If you remain agnostic, if you hold it still not proven, I'll
Give fifty more examples of her courage when a juvenile;
They lie in my portfolio, all printed, filed and docketed,
Including one in which a stick of dynamite she pocketed.
III.
She also painted: one could tell her pictures mid a billion,
So daubed were they with ochre blots and splashes of vermilion;
She claimed to be a connoisseur of _objets d'art_ and curios,
But what attracted notice was her openwork and lury hose,
Fashioned in every colour from magenta down to cinnabar,
Suggestive of a rainbow or the various liquors _in_ a bar.
IV.
So when she came to twenty-one, the age they call discretional,
The trooping of her followers was, in a word, processional.
V.
But she disdained flamboyant types and snubbed the gay and gildy brand;
Instead she loved a decadent whose pagan name was Hildebrand,
Until that sad occasion when she met him coming back o' night,
His system loaded up with bhang and opium and aconite.
VI.
An artist next attracted her; she turned on her cajoleries,
And soon in unison they laughed at other people's drolleries;
His speech was polychromous (as the speech of many a carman is);
He mostly talked of masses, lights, half-tones and colour-harmonies;
That was his doom, for one fine day he went to his sarcophagus,
The word "_chiaroscuro_" stuck deep down in his oesophagus.
VII.
I do not know; it may have been her hose that took poor Rendall in,
Who previously had flirted with her elder sister, Gwendoline.
This Rendall was a wholesale dealer, very rich and large in all
His habits, though he always said his profits were but marginal.
Well, Rendall kept on waddling round her, like a tired and tardy yak;
His movements showed beyond a doubt that his disease was cardiac;
He took her on the river; after thinking for a time, aloud
He said, "I will propose to you; that is, of course, if I'm allowed."
VIII.
And she replied, "If I were going to propose, I'm blest if I
Would personate an elder who is just about to testify.

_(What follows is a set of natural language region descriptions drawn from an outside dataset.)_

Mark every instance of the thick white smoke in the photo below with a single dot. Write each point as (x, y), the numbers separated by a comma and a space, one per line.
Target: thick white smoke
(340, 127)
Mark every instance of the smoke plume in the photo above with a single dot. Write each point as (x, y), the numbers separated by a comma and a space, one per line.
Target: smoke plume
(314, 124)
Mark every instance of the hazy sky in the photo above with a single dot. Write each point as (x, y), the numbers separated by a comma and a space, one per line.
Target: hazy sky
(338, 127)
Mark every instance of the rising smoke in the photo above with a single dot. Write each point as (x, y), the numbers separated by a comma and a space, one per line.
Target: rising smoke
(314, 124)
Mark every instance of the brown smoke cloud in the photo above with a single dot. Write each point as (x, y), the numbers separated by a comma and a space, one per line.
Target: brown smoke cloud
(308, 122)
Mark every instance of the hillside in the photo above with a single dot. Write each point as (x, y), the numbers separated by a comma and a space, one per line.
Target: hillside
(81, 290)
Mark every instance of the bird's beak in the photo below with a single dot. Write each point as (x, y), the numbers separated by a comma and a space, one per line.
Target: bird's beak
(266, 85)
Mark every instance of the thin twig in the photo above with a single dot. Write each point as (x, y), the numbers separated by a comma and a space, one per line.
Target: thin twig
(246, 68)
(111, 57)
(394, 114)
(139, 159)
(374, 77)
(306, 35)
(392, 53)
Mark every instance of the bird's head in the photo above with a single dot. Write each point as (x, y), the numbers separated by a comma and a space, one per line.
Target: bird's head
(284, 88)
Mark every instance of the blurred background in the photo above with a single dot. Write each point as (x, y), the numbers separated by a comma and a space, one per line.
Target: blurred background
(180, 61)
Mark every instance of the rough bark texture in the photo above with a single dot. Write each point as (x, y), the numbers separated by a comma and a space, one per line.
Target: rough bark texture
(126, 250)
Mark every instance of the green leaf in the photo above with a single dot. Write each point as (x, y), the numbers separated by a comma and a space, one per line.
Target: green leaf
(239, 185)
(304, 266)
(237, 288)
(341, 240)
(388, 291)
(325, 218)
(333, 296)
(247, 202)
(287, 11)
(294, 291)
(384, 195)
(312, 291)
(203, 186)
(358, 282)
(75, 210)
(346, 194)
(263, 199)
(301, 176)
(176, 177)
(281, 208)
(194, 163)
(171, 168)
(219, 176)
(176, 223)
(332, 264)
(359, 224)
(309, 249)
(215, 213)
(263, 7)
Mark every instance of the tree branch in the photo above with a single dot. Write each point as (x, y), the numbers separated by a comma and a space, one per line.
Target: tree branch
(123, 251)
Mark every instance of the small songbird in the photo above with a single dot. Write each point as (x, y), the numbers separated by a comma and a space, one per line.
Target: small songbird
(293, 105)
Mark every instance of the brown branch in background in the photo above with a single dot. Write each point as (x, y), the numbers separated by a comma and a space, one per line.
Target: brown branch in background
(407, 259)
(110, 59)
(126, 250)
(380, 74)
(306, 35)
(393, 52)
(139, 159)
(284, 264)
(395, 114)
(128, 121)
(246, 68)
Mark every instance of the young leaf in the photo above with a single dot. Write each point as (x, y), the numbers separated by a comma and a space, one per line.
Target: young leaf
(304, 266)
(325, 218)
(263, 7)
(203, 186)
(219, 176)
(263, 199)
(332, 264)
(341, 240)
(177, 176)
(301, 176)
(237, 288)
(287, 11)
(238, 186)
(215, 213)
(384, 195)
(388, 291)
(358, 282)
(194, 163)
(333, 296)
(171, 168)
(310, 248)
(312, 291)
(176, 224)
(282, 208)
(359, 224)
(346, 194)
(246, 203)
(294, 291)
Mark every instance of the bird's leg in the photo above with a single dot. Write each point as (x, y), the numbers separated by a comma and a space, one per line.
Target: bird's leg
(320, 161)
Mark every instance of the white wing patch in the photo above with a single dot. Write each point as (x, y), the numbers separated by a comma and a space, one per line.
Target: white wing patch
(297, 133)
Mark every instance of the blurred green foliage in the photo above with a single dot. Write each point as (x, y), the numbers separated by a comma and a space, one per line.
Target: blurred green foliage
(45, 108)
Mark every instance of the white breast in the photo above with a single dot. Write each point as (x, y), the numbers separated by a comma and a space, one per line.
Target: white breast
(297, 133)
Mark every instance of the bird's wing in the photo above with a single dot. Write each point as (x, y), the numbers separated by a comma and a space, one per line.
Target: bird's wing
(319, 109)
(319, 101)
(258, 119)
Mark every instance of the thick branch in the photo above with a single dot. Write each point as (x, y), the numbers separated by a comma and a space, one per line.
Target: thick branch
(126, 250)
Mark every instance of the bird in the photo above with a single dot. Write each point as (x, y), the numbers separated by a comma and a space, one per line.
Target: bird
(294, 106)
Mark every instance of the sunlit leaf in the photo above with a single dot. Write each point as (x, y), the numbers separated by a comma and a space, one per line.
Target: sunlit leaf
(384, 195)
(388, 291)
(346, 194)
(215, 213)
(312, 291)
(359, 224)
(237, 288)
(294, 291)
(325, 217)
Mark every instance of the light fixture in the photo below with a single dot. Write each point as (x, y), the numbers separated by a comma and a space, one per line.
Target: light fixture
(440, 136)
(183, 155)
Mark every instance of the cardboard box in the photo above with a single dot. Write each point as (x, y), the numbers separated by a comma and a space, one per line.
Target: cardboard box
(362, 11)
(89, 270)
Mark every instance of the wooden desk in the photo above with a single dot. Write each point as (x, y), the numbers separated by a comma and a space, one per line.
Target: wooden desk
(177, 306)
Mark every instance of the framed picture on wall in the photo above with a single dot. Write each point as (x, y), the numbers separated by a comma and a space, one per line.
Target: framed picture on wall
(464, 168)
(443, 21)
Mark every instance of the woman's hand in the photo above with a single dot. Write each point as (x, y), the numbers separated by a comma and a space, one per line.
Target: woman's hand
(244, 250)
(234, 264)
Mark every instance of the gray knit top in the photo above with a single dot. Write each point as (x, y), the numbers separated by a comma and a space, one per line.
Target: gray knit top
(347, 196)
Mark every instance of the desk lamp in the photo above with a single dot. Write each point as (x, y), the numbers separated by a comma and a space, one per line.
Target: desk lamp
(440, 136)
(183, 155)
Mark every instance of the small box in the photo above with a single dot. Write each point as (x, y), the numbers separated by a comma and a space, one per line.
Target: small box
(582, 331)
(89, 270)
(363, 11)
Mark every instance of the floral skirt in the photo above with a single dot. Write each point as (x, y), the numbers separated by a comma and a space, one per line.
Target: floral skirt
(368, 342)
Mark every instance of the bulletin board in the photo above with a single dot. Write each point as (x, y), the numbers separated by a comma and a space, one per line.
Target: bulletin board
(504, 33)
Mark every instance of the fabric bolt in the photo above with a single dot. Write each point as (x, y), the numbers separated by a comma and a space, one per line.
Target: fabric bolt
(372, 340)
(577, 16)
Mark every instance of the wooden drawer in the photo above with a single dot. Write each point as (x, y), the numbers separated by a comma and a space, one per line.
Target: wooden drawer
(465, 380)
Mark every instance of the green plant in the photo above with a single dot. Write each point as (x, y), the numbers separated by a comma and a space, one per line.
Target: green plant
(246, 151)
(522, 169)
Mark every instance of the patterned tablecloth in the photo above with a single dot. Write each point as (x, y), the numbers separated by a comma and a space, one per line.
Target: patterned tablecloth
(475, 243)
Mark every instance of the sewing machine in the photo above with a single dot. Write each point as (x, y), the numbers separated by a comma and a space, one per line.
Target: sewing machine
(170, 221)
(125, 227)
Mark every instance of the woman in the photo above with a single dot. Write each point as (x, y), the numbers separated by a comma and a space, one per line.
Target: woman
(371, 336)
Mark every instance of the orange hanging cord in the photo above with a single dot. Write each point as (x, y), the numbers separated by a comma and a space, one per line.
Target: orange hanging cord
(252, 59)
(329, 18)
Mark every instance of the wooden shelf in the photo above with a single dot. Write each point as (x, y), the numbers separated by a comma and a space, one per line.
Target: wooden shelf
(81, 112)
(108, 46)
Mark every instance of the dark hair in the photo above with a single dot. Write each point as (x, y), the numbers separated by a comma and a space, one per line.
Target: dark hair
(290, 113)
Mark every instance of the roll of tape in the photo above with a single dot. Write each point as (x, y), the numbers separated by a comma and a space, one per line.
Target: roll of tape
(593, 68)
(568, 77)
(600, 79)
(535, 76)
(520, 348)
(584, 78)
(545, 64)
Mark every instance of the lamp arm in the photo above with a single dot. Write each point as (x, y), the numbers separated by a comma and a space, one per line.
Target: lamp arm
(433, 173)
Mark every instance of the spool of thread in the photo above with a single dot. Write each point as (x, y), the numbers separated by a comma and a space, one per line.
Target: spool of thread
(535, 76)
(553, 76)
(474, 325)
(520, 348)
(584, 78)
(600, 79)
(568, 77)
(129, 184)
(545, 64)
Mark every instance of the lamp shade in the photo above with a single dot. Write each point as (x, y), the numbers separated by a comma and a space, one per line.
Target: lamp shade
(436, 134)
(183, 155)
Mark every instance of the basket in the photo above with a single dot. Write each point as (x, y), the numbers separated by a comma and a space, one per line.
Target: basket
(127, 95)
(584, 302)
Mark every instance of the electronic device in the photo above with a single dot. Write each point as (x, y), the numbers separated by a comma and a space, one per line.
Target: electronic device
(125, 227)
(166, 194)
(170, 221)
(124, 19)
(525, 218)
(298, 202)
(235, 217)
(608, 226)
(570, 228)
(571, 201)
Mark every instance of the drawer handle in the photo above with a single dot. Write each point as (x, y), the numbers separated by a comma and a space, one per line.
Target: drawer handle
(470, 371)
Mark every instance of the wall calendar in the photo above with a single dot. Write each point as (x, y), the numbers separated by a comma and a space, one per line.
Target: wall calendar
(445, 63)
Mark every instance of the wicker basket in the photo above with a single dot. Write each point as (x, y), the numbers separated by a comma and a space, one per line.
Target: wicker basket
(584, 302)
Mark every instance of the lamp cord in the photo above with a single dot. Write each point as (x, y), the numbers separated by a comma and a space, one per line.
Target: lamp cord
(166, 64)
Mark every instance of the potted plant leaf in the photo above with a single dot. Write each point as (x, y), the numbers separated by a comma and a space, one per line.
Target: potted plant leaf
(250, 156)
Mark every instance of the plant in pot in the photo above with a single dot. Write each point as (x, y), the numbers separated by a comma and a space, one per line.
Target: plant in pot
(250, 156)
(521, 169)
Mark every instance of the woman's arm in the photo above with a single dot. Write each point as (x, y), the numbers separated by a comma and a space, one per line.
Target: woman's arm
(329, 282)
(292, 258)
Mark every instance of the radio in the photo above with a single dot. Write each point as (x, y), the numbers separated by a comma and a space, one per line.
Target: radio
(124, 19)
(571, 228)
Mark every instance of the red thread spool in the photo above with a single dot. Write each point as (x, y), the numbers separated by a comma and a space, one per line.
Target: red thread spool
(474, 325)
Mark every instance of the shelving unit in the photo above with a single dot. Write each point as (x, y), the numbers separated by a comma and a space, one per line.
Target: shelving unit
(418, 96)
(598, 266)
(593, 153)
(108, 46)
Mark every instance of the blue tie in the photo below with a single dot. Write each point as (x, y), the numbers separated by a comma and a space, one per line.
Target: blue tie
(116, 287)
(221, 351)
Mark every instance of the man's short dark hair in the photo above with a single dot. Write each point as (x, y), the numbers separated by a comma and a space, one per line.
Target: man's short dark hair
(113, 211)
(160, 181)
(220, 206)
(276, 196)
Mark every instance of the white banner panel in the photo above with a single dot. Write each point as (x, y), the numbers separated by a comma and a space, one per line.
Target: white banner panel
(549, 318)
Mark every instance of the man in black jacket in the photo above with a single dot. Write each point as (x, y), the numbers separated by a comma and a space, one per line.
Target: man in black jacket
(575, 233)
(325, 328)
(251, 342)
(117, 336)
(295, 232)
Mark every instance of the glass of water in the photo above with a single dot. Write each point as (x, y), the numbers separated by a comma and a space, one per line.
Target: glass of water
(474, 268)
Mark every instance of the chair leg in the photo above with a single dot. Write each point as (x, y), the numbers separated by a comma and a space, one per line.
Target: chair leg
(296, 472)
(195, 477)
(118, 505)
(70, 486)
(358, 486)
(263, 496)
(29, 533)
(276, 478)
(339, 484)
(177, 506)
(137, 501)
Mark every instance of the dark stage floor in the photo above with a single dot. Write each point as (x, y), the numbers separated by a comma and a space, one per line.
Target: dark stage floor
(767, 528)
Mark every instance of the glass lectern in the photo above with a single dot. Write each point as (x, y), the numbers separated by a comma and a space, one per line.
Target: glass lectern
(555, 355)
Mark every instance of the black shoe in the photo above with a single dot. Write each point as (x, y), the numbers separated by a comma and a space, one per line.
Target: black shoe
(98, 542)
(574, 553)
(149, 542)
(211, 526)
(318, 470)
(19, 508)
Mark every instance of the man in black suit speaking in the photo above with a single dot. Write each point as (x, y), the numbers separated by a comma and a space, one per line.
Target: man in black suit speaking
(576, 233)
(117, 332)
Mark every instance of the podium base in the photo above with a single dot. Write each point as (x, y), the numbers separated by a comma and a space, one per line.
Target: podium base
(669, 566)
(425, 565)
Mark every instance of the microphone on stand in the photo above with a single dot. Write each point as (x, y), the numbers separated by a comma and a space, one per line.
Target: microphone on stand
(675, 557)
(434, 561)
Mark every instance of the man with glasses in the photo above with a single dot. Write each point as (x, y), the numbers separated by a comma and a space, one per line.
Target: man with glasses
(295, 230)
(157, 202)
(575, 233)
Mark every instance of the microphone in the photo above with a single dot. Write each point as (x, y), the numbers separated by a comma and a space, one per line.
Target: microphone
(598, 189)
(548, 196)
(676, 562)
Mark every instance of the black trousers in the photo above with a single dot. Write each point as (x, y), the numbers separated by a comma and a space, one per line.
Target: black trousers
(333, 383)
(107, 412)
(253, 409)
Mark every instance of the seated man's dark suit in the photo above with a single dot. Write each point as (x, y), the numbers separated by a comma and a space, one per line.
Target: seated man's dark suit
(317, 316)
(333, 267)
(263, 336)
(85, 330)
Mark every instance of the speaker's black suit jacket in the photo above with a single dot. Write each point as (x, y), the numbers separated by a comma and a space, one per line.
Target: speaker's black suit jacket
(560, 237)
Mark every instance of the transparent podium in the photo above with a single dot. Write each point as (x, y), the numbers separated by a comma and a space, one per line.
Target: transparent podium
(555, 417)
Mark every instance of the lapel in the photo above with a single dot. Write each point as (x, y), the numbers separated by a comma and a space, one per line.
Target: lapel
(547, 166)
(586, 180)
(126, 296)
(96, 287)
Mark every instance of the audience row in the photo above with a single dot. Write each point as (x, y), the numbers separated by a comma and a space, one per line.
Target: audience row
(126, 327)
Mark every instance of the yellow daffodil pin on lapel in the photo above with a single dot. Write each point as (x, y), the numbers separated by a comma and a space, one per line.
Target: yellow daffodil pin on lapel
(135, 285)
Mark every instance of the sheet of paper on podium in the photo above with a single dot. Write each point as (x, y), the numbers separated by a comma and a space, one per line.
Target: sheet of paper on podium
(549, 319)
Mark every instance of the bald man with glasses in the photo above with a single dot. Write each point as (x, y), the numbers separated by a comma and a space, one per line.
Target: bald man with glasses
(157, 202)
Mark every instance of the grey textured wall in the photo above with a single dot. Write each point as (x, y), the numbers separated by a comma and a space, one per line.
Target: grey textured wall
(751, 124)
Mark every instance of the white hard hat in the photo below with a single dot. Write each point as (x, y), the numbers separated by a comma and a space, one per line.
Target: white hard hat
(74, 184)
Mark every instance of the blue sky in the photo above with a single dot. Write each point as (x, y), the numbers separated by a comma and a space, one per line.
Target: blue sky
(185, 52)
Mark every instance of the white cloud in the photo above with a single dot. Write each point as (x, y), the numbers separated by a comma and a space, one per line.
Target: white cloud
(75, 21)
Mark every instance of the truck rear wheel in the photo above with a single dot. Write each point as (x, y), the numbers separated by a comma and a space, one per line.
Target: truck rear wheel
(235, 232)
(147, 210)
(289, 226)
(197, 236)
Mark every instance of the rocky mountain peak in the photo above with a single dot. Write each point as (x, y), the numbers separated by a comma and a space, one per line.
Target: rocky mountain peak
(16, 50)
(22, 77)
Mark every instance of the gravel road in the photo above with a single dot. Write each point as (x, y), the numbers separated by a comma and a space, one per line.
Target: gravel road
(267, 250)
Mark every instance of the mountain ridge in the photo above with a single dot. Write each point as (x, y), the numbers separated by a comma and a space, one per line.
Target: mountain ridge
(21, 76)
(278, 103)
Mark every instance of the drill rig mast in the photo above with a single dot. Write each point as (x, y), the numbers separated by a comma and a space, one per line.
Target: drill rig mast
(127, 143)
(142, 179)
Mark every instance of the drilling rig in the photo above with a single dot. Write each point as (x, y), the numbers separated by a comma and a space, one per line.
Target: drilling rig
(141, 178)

Now first of all I must remark that Love has come to grip you late
In life, but, passing over that, I've certain things to stipulate:
You must exhibit interest, as even Goth or Vandal would,
In curios and bric-a-brac, in ivories and sandalwood;
And you must cope with cameo, veneer, relief and lacquer (Ah!
And, parenthetically, pay my debts at bridge and baccarat).
I dote on Futurism, and so a mate would give me little ease
Whose views were strictly orthodox on MYRON and PRAXITELES.
You do not understand," she sneered, "so gross is your fatuity;
Well then, I answer 'No,' without a trace of ambiguity."
IX.
And Rendall turned back sad at heart; but in a stride his honey-bee
Was in his arms exclaiming, "Then would wasted all your money be.
Come, I will take you with your faults and try to make the best of you;
Your purse is good; perhaps in time I may improve the rest of you."